PRESIDENT LYNDON B. JOHNSON: It is the effort of American Negroes to secure for themselves the full blessings of American life. Their cause must be our cause, too, because it's not just Negroes but really it's all of us who must overcome the crippling legacy of bigotry and injustice and we shall overcome.
(Crowd cheering)
BOB SCHIEFFER: Johnson went on to score one legislative victory after another but he also wielded his power to expand the war in Vietnam, and it tore the country apart.
CROWD (in unison): Hey, hey, LBJ, how many people did you kill today?
BOB SCHIEFFER: The criticism became so intense in 1968, Johnson decided not to seek reelection, hoping to spend full time on ending the war. But the war would go on for another seven years, eventually, taking the lives of fifty-eight thousand Americans and three million Vietnamese. Caro refuses to compare Johnson to the Current President, but when the airwaves are filled with talk like this--
PRESIDENT DONALD TRUMP: No politician in history, and I say this with great surety, has been treated worse or more unfairly.
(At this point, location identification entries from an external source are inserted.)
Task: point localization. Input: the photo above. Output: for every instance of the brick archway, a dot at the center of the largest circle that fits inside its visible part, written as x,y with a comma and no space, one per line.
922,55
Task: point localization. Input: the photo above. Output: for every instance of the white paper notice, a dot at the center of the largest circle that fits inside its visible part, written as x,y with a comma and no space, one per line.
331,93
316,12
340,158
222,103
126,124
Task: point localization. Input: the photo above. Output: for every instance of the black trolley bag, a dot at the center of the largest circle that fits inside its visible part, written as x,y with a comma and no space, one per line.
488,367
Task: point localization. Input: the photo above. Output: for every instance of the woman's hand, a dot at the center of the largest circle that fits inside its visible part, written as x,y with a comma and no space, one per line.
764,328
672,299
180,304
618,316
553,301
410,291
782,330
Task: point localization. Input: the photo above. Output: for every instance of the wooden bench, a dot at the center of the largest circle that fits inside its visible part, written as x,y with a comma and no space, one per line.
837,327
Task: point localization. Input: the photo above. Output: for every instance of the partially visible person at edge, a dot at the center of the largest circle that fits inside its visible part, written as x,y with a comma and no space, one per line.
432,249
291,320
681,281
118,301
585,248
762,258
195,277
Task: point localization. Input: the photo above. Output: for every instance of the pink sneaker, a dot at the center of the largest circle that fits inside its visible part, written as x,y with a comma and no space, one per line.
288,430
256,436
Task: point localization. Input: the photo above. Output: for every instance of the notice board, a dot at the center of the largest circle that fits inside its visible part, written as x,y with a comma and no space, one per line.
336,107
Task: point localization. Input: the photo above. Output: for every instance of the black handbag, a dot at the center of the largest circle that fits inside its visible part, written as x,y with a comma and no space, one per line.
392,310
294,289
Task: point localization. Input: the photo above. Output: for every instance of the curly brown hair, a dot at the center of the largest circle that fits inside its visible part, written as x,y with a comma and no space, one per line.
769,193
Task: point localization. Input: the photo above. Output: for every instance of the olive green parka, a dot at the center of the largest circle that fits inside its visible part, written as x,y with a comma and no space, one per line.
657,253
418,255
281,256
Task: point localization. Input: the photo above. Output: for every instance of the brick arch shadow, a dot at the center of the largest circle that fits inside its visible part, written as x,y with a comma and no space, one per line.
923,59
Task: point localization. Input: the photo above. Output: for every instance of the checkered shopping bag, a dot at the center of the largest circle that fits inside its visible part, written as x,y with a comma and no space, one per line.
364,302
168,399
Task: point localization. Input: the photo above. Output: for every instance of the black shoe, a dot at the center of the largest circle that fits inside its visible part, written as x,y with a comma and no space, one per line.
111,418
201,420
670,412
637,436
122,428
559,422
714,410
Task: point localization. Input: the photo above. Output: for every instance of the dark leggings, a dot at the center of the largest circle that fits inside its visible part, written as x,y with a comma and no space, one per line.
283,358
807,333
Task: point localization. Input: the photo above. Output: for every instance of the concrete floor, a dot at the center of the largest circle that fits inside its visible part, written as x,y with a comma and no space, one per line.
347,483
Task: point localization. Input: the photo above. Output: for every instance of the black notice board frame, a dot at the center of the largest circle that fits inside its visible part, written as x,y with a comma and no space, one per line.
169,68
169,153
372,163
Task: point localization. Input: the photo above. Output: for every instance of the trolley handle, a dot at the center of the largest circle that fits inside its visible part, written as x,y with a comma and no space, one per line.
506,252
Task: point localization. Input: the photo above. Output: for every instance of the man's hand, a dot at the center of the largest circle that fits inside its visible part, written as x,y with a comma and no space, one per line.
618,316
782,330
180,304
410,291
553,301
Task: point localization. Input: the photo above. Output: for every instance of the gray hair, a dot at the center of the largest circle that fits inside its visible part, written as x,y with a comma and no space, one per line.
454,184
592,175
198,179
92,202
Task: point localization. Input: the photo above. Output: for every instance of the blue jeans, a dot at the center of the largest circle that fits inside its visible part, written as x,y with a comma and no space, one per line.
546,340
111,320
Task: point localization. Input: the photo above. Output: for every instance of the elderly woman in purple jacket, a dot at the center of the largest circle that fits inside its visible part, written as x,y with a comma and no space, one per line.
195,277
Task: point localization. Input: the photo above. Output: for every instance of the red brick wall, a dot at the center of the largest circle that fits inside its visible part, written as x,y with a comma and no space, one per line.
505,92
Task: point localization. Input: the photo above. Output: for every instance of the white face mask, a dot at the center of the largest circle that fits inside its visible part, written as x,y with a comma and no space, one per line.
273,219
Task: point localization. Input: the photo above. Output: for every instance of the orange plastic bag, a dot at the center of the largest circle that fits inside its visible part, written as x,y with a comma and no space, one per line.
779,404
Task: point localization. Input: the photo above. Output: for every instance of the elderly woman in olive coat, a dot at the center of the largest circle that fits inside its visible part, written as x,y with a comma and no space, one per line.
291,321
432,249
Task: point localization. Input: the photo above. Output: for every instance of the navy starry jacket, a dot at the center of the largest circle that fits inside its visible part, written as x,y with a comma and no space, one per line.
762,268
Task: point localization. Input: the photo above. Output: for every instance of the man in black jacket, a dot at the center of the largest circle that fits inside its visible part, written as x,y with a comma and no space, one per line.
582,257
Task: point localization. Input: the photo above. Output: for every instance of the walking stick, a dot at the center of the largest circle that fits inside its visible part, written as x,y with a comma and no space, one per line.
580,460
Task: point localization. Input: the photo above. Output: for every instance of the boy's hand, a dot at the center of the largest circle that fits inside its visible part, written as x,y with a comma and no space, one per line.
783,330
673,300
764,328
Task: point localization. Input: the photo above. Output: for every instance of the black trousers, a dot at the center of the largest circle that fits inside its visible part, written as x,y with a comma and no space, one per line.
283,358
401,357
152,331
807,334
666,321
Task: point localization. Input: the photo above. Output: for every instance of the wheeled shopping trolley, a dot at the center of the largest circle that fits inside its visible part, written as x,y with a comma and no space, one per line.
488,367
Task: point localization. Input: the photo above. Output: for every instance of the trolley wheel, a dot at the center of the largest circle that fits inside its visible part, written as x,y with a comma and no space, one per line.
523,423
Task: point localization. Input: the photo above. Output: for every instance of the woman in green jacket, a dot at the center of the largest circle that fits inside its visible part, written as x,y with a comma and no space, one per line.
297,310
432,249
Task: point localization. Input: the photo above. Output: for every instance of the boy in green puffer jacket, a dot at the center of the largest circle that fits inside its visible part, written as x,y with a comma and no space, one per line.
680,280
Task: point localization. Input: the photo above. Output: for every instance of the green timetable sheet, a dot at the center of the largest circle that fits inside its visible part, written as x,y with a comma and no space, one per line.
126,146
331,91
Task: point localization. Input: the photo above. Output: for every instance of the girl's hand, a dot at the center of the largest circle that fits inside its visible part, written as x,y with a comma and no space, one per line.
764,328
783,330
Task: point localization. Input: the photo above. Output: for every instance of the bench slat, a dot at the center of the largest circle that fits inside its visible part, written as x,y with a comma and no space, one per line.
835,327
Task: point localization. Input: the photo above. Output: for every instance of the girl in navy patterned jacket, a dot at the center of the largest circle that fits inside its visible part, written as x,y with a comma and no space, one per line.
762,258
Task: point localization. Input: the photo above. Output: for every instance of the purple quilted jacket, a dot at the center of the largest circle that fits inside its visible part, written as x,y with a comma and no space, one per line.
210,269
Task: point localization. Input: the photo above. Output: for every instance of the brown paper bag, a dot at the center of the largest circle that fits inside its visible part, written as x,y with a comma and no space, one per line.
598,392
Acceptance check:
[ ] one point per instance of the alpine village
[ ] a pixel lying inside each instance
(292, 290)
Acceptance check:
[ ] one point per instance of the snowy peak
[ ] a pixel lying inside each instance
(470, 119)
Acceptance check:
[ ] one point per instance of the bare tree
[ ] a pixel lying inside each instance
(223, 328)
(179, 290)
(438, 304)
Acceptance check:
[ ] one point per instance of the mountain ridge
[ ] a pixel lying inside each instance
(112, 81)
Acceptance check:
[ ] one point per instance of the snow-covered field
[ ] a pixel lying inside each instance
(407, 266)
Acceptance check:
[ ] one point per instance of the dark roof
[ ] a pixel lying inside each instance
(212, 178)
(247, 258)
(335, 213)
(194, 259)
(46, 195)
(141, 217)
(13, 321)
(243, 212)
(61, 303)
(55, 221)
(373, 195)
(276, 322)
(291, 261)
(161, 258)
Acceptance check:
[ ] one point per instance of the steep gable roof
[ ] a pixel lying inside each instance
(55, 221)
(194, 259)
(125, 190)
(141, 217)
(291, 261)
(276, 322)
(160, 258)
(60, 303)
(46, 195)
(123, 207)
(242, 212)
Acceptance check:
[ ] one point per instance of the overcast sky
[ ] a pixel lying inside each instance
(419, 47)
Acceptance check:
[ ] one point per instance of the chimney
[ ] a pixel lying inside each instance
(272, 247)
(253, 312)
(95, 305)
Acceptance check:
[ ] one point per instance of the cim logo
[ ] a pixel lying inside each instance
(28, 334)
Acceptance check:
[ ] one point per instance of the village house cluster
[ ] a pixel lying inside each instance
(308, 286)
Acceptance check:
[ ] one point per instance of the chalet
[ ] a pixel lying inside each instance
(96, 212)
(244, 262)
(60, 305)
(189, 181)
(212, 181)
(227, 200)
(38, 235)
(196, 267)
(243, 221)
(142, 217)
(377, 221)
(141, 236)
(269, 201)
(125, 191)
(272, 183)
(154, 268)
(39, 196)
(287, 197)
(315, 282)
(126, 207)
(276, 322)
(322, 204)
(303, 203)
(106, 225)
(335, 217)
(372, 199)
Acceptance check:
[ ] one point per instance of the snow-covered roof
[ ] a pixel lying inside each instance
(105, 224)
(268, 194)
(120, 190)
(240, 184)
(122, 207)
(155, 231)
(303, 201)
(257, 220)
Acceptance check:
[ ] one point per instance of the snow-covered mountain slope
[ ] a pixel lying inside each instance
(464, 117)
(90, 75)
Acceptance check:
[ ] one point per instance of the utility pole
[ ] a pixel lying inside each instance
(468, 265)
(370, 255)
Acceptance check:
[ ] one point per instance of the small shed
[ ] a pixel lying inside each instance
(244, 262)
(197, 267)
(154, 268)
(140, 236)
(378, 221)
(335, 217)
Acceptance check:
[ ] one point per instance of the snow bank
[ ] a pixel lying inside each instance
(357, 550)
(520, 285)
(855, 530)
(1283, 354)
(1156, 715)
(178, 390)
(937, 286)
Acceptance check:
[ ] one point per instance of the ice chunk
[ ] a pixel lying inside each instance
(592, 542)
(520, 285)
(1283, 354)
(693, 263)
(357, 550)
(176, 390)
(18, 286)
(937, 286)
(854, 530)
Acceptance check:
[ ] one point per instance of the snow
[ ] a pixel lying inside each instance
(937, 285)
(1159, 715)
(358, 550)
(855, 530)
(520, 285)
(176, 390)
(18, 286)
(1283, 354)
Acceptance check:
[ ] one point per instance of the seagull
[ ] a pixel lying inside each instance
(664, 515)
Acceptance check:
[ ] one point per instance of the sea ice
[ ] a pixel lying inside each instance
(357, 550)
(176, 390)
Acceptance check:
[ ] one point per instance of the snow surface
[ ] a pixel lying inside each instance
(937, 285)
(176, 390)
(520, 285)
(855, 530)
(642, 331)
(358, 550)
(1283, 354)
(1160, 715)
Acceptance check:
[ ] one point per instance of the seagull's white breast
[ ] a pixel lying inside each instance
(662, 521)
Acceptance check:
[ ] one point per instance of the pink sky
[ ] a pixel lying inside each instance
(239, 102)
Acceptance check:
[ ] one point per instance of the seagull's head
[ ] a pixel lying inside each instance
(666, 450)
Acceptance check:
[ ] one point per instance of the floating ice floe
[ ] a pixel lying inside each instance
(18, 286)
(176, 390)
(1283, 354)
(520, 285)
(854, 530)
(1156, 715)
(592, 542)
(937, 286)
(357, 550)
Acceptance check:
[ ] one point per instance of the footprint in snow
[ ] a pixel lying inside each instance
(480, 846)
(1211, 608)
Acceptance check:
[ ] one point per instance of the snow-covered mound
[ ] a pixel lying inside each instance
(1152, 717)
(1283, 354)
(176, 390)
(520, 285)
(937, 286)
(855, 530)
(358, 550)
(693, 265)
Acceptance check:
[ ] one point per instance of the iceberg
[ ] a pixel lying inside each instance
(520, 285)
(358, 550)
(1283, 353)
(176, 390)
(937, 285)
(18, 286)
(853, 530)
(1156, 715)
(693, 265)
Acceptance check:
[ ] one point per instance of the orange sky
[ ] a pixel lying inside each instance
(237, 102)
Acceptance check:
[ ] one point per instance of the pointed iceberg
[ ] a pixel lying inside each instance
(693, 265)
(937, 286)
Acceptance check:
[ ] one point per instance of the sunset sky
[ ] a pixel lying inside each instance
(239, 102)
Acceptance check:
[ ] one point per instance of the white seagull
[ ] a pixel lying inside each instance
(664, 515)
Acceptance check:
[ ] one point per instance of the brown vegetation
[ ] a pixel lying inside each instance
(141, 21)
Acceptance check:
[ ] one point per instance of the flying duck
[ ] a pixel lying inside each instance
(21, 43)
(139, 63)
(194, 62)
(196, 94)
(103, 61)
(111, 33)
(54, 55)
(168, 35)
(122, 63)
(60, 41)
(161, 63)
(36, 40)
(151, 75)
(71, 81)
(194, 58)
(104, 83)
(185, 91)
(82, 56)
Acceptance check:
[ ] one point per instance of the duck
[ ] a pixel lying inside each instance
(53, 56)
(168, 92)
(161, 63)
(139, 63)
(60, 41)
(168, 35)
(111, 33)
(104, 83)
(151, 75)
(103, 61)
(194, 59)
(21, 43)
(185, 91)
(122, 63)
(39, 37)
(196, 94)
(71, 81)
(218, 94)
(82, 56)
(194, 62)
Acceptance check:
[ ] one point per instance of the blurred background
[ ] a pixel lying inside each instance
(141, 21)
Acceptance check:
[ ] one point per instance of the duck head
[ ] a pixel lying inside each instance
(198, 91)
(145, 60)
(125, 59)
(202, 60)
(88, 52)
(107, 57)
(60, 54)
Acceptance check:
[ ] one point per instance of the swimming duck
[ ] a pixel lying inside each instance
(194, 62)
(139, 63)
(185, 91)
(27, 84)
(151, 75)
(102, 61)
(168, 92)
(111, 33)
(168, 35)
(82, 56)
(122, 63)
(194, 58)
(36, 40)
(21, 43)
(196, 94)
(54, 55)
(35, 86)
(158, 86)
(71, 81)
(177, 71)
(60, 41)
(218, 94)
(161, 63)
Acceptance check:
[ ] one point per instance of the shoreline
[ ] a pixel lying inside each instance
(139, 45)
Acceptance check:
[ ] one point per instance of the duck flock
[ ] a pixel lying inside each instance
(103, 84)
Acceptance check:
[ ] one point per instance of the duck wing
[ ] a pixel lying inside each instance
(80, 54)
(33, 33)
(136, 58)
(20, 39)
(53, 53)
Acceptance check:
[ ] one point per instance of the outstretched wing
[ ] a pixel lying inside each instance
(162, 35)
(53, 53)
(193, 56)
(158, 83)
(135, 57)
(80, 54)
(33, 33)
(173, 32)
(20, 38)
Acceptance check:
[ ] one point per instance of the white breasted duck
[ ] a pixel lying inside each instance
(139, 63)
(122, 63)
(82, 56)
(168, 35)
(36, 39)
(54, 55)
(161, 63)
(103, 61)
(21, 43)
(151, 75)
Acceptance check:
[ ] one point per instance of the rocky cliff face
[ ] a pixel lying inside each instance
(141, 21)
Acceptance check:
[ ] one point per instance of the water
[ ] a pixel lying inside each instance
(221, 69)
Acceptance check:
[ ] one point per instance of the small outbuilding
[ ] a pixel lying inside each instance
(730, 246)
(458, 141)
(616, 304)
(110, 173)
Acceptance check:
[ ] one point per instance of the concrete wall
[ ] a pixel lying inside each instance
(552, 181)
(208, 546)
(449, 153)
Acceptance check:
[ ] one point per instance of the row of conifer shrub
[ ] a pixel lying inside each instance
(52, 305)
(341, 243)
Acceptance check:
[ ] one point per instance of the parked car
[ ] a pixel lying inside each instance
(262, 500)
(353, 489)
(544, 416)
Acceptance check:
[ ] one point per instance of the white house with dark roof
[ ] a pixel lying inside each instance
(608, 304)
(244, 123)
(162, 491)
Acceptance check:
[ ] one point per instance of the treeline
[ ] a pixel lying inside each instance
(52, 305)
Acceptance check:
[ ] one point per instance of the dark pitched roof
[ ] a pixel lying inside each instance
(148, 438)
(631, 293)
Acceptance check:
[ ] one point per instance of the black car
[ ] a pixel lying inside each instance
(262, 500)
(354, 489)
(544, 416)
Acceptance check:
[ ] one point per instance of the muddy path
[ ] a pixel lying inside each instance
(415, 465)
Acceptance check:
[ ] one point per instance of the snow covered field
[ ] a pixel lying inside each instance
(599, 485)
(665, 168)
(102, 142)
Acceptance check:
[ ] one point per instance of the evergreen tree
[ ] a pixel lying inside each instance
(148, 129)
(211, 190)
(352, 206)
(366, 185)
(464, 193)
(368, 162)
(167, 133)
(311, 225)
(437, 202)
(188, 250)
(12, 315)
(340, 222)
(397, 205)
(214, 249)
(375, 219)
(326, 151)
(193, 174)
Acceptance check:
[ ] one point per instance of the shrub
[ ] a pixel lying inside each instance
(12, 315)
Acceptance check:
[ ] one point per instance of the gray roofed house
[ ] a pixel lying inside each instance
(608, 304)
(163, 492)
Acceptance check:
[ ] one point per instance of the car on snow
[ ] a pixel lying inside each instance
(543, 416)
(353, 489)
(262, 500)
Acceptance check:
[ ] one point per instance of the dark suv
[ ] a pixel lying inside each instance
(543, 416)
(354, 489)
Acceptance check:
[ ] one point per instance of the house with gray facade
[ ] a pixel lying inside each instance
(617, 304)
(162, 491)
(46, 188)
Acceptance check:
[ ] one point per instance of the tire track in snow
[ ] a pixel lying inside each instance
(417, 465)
BOB SCHIEFFER: To Robert Caro, it's just old news.
ROBERT CARO: I think Lyndon Johnson felt the-- the very same way, I can tell you that. He said no President ever endured what I had to endure. Yeah.
BOB SCHIEFFER: Has any President that you know about ever felt while he was in office that he was getting a good or fair press?
ROBERT CARO: Not-- not that I know about.
BOB SCHIEFFER: In his latest book Working, Caro writes at length for the first time about himself, even sharing some of his best advice, "shut up and let the other guy talk."
ROBERT CARO: I have to keep reminding myself because I talk too much to shut up. So the way I do it is to write SU in my notebooks. If you looked through my notebooks, you would see a hell of a lot of SUs.
BOB SCHIEFFER: The one place Caro is never silent is on the page. And he says the end is in sight for his final book on LBJ.
ROBERT CARO: Well, this is, a matter of fact, is what I've written so far. This is the manuscript of the last volume as far as--
BOB SCHIEFFER: Really?
ROBERT CARO: --as far as I've got here, the last page is three ninety-two.
BOB SCHIEFFER: Well, let me ask you this: if you had known these books were going to take this long, would you have embarked on this project-- these projects?
ROBERT CARO: Pro-- probably not. I had no idea. And I had no idea that Johnson books were going to take-- you just keep coming across things that seem to you to be worth telling people, seem to me to be worth telling people about.
BOB SCHIEFFER: Well, I think we're glad you did.
ROBERT CARO: Thank you.
(End VT)
BOB SCHIEFFER: And we'll be right back.
(ANNOUNCEMENTS)
BOB SCHIEFFER: Like so many of you, I am sure I sat before my television all day Monday as I watched in profound sadness the burning of Notre Dame. I could not turn away. It was even more compelling to those in Paris. The Washington Post's James McAuley reported that when police ordered spectators to move back from the fire, they could not bring themselves to turn away and instead walked backward. Seeing it go up in flames reminded us of the fragility of old things, that nothing is forever, even people and things we didn't know we would miss until they were gone. Maybe it was more than that, because it had been there so long, Notre Dame had become a symbol of the evolving continuity of Western culture, a reminder of how we became who we are, a symbol of the great truth that runs not only through Christianity but all great religious traditions, that love is stronger than hate. Then in our sadness, within twenty-four hours, we realized that the bell towers of Notre Dame still stood tall, and millions of people had pledged to rebuild it just the way it was. And so it was that Notre Dame reassured us once more that for all the chaos good people had come together to demonstrate again the power of love and to help us understand who we are.
For FACE THE NATION, this is Bob Schieffer in Washington. Margaret will be back next Sunday. I want to thank you for inviting me into your homes once more. Moderating FACE THE NATION was never a job to me it was a privilege.